For about 10,000 candidate words, I want to calculate their similarites with a user given query word based on following strategy.

  1. Calculate the occurence for each candidate word and each document. This may be performed offline.

  2. Find the documents contains the query word, and for each of them:
    (1). Let C_i (i = 0, 1, ..., N) be the candidate words in the document, then for each occurence of the query word, calculate the partial similarity with C_i as the inverse of their position distance.
    (2). Sum up all the paritial similarities for C_i, given the similarity in current document.

  3. For each candidate word, sum up the similarities in every document, given the final similarity.

I want to impliment this as an aggregation plugin. A query may be like this:

// The documents:
PUT /test/sim/1
{
  "text": "foo bar for far ..."
  "candidates":[
    {1, 10},       // The first candidate word appears at position 10.
    {1, 20},       // The first candidate word appears at position 20 also.
    {2, 30},       // The second candidate word appears at position 30.
    {5, 120},      // The fifth candidate word appears at position 120.
  ]
}

// the query:
GET /test/sim/_search
{
  "aggr":{
    "similarities":{
      "coocurrence_similarity":{
        "query-word": "foo"
      }
    }
  }
}

// expacted result:
{
    { "candidate": 1, "similarity": 1.2 },
    { "candidate": 2, "similarity": 0.8 },
    { "candidate": 5, "similarity": 0.3 },
}

My questions:

  1. How can I get the occurences of the query word in each document?
  2. How can I access the "candidates" array structually, in each document?

Thank you very much!


(Mark Harwood) #2

Can we back up and ask what business problem you are trying to solve before leaping into implementation details?

It looks like your similarity scoring relies on position information only and there's no weighting for candidate word's IDF. Some candidates will be rarer than others I imagine and if "the" was a candidate word it is statistically most likely to be positioned close to any given choice of query word.

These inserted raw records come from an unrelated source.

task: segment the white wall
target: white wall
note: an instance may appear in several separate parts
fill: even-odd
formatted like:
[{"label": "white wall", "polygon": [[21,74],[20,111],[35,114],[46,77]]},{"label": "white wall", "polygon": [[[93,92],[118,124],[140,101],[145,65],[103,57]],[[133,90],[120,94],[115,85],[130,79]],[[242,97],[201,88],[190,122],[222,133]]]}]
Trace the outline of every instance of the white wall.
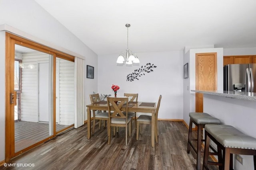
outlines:
[{"label": "white wall", "polygon": [[184,55],[184,63],[188,62],[189,76],[188,80],[184,80],[183,87],[184,112],[183,119],[189,124],[190,112],[195,111],[195,93],[190,92],[196,89],[196,53],[217,53],[217,89],[223,89],[223,49],[222,48],[190,49]]},{"label": "white wall", "polygon": [[[0,25],[7,24],[11,29],[28,39],[86,59],[84,65],[94,66],[94,79],[86,78],[84,75],[85,106],[90,102],[89,94],[97,90],[98,86],[97,56],[93,51],[68,31],[32,0],[1,0]],[[1,26],[0,28],[4,27]],[[85,30],[86,31],[86,30]],[[5,82],[5,34],[0,33],[0,80]],[[1,94],[5,94],[4,84],[0,85]],[[0,97],[0,162],[5,159],[5,96]],[[86,111],[85,119],[87,119]],[[2,121],[3,121],[2,122]]]},{"label": "white wall", "polygon": [[[118,97],[124,93],[138,93],[138,100],[157,102],[162,95],[158,118],[183,119],[183,69],[182,51],[137,53],[140,66],[117,66],[118,54],[99,56],[98,92],[100,94],[114,93],[112,84],[120,86]],[[126,81],[128,74],[147,63],[157,67],[146,73],[139,80]]]}]

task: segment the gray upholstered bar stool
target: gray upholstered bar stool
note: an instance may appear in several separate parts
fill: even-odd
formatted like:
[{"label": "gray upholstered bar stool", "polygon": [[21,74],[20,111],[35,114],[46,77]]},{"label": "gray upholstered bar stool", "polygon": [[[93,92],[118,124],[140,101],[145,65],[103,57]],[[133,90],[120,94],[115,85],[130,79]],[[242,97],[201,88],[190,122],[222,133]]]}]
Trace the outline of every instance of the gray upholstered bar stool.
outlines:
[{"label": "gray upholstered bar stool", "polygon": [[[256,170],[256,139],[230,125],[206,125],[205,130],[206,144],[203,169],[208,169],[208,164],[218,165],[219,169],[222,168],[225,170],[233,169],[233,154],[235,153],[253,155],[254,169]],[[220,152],[218,154],[218,162],[208,160],[210,139],[221,149],[218,149]]]},{"label": "gray upholstered bar stool", "polygon": [[[188,129],[188,153],[190,151],[190,147],[196,154],[196,169],[200,170],[201,165],[201,154],[202,143],[204,141],[202,139],[202,129],[204,128],[204,125],[207,124],[220,124],[220,121],[206,113],[190,112],[189,113],[190,121]],[[198,127],[197,138],[192,139],[192,125],[194,123]],[[192,144],[191,141],[197,141],[197,147],[196,148]]]}]

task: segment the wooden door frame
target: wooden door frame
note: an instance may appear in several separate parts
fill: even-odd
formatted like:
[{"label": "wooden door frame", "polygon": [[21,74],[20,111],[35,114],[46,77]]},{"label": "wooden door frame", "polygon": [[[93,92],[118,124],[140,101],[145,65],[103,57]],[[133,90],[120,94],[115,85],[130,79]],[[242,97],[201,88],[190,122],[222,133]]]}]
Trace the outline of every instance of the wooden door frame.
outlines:
[{"label": "wooden door frame", "polygon": [[[10,103],[10,93],[14,94],[14,63],[15,59],[15,45],[17,44],[53,56],[53,63],[56,63],[56,56],[67,60],[74,62],[74,56],[64,53],[51,49],[36,42],[28,40],[12,33],[6,33],[5,48],[5,161],[8,162],[12,158],[29,150],[34,147],[56,136],[56,123],[53,125],[53,135],[42,141],[33,144],[18,152],[15,152],[14,106]],[[54,64],[53,86],[56,86],[56,64]],[[55,98],[56,90],[53,88],[53,99]],[[53,121],[56,119],[56,101],[53,100]],[[74,126],[74,125],[73,125]],[[63,131],[71,125],[61,131]]]},{"label": "wooden door frame", "polygon": [[[200,55],[213,55],[214,56],[214,69],[215,70],[214,74],[214,89],[215,90],[217,90],[217,53],[196,53],[196,90],[198,90],[198,57]],[[202,95],[202,96],[199,96]],[[200,100],[200,98],[203,98],[203,94],[199,94],[198,93],[196,93],[196,112],[198,112],[198,110],[200,111],[200,112],[203,111],[203,100],[202,99],[201,99],[201,101],[198,102]],[[199,102],[201,102],[202,103],[200,103]]]}]

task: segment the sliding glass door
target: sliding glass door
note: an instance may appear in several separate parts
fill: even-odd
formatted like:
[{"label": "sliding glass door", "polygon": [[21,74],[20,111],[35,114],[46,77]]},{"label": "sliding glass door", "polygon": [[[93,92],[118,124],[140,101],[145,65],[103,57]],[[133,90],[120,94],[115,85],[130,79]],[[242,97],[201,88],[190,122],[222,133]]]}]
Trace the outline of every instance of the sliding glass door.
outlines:
[{"label": "sliding glass door", "polygon": [[14,90],[18,97],[14,117],[17,152],[53,134],[53,56],[17,45],[15,49]]},{"label": "sliding glass door", "polygon": [[6,33],[6,160],[74,127],[74,57]]}]

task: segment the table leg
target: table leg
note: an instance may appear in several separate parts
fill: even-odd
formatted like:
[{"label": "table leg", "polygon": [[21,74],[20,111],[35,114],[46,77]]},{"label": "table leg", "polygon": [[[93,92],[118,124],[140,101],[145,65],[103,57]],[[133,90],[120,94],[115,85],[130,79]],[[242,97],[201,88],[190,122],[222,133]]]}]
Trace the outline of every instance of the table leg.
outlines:
[{"label": "table leg", "polygon": [[151,146],[155,147],[155,110],[152,111],[151,117]]},{"label": "table leg", "polygon": [[91,129],[91,109],[87,107],[87,139],[90,139],[92,134]]}]

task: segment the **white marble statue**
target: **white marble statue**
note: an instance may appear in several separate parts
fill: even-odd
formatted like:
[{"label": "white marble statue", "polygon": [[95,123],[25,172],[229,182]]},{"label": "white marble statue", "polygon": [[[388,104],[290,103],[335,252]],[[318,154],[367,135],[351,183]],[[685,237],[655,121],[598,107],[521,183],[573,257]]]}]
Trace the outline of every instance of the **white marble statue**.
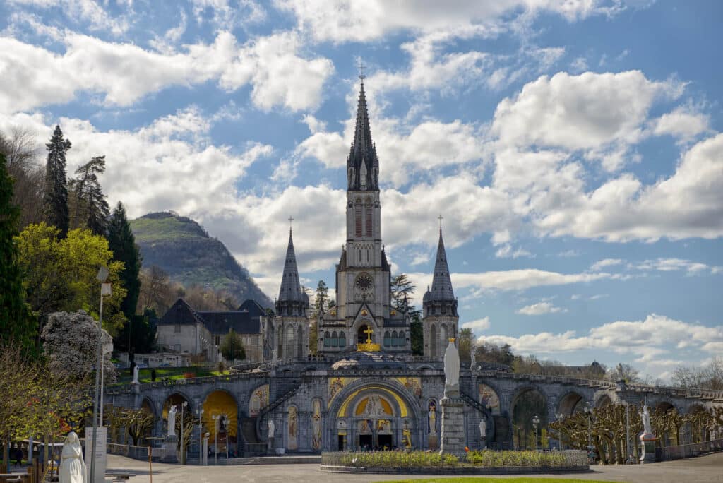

Anyhoo, as I say let's start with a clearer definition of the problem scenario first because right now this doesn't look easy/efficient to implement in the current form.


(Bruce) #3

Thanks for your reply!

We have collected more than 8, 000, 000 news and the number increases by 5, 000 evrey day. Beside this, we have a fixed candidate word (some domain specific concepts, stock names for example) collection which size is about 5, 000. Each of the news may mention some of the candidate words.

I'm implementing a recommendation-like algorithm, by which, for a user giver query phrase, find the top N relevant candidate words. The algorithm works as follows:

  • Tokenize the query phrase by some analyzer.
  • For each token calculate the partial relavant value for each candidate word weighted by it's IDF.
  • Sum up all partial relavant values given by each token, given the result of the query and each candidate word.

For each token T, the parital relevant value V with each candidate word C is calculated as:

  • Initialize: V = 0
  • If T and C occur in same sentence, V = V + 4, else
  • If T and C occur in same paragrph, V = V + 2, else
  • If T and C occur in same document, V= V + 1.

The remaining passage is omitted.